No, it wan't. It was a link explaining how such processes work and if you think that the age of the universe has somehow been invalidated somehow then that's just a silly assumption of your own.
 

User Name

Greatest poster ever
Banned
A couple of points here:

The rest of this article goes into a lot of detail on how the assumptions used by evolutionists/geologists are very often wildly wrong. It's a very good article.

https://www.cs.unc.edu/~plaisted/ce/dating2.html

This article was written by David Plaisted, who is a Computer Science professor at the University of North Carolina at Chapel Hill. In other words, the topics of evolution, geology, radiometric dating, etc., are outside of his area of expertise, and he doesn't really know what he is talking about. See here for documentation: https://scienceblogs.com/goodmath/2007/09/13/creationist-drivel-from-a-sob

The assumptions that scientists make that are religious in nature...

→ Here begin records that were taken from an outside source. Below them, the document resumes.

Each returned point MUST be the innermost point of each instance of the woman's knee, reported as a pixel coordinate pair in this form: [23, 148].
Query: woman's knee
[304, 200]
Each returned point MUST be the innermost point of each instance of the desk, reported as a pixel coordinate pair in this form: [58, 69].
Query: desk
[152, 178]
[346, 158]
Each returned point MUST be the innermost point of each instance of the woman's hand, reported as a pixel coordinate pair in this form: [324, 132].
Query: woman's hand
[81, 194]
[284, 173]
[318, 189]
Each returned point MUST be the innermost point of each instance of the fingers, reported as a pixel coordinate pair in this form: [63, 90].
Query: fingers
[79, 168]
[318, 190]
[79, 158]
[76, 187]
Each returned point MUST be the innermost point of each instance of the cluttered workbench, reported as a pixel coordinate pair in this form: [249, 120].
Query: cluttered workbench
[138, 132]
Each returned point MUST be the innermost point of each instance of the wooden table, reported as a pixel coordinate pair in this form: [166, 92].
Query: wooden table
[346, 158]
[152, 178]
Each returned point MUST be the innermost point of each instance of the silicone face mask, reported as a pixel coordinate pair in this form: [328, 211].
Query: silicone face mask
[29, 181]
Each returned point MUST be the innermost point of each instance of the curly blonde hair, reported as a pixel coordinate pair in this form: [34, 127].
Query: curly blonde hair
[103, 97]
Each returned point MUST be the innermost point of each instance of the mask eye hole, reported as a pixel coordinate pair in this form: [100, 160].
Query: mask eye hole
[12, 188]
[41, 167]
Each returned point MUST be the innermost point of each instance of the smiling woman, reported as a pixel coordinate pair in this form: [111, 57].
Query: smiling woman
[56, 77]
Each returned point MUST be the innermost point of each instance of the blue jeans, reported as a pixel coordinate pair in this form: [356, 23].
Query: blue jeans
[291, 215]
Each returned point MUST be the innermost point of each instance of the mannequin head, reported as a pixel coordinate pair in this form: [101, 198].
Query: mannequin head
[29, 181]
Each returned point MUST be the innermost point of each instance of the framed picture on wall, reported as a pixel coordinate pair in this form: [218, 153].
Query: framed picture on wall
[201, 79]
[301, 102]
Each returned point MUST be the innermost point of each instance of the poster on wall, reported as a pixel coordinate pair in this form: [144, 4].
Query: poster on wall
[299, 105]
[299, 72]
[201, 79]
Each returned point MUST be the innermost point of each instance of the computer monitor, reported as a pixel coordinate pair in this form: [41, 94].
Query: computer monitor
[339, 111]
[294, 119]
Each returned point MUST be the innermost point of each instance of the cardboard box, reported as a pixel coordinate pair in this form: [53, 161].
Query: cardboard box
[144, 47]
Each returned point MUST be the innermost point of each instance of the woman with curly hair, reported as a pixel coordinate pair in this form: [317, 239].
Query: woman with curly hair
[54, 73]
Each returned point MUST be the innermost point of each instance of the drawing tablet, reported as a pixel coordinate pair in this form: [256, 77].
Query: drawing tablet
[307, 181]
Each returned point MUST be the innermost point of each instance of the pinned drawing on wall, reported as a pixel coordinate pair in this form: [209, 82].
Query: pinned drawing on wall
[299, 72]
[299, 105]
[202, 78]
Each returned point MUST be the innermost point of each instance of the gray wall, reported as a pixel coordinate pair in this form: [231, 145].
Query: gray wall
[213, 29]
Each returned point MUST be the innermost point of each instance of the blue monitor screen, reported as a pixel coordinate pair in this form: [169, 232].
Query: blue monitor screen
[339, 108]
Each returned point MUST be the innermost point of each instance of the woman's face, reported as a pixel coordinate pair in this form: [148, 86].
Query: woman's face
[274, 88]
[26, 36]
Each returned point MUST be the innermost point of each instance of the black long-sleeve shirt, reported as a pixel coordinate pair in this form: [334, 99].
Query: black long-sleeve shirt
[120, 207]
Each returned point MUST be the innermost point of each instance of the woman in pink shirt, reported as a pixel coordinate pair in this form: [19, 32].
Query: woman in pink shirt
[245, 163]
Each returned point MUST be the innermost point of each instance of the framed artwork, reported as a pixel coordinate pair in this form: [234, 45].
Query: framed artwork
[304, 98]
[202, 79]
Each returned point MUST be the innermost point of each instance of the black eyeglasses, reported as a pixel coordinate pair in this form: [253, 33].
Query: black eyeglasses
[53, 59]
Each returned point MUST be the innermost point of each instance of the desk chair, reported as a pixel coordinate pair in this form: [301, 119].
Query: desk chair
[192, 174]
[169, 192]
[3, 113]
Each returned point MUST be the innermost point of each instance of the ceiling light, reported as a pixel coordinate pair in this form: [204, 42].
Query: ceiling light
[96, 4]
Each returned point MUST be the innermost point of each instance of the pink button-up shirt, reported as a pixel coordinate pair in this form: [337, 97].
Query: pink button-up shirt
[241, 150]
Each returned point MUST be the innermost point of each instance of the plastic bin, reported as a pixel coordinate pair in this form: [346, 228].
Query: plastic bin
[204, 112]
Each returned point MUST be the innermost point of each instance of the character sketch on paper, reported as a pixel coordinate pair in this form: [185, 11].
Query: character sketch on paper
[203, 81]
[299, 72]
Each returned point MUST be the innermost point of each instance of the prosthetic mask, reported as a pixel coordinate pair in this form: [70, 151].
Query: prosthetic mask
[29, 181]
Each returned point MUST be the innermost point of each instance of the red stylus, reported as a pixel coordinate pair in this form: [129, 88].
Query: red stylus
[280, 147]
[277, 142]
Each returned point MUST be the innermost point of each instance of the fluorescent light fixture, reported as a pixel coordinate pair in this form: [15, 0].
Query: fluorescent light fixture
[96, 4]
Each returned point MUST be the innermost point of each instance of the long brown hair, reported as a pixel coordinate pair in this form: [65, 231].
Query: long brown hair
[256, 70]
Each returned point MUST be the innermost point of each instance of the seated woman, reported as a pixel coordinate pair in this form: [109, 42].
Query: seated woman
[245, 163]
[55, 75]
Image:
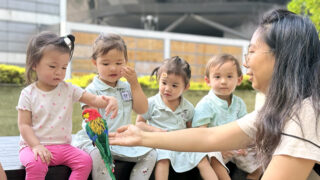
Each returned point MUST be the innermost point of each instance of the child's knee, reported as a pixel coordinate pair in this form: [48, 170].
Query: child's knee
[163, 162]
[37, 167]
[204, 162]
[86, 160]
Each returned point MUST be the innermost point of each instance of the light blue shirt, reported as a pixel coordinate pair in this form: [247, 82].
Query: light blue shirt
[213, 111]
[161, 116]
[122, 93]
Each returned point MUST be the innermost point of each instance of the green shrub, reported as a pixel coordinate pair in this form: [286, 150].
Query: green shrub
[81, 81]
[15, 75]
[245, 84]
[10, 74]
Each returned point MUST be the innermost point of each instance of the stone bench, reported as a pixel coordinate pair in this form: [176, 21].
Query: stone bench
[9, 158]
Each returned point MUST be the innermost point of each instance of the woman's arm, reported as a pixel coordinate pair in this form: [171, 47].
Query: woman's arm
[288, 167]
[108, 102]
[225, 137]
[139, 99]
[141, 123]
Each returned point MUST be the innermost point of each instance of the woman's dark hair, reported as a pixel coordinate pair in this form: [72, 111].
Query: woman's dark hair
[39, 43]
[294, 42]
[174, 65]
[106, 42]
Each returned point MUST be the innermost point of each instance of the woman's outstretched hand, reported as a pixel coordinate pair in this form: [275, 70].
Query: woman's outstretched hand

The rest of this excellent article is found at the following link. http://lyceumphilosophy.com/?q=node/117

This article comes from the website of the Saint Anselm College Philosophy Department. Saint Anselm College is a Catholic college founded by Benedictine monks at the invitation of the first bishop of Manchester in New England. This is significant because, as one bishop of the Catholic Church wrote, "Catholic schools should continue teaching evolution as a scientific theory backed by convincing evidence." So while the Catholic Church affirms God as Creator, their teaching does not reflect the YEC perspective. The article you linked to should be understood in that light.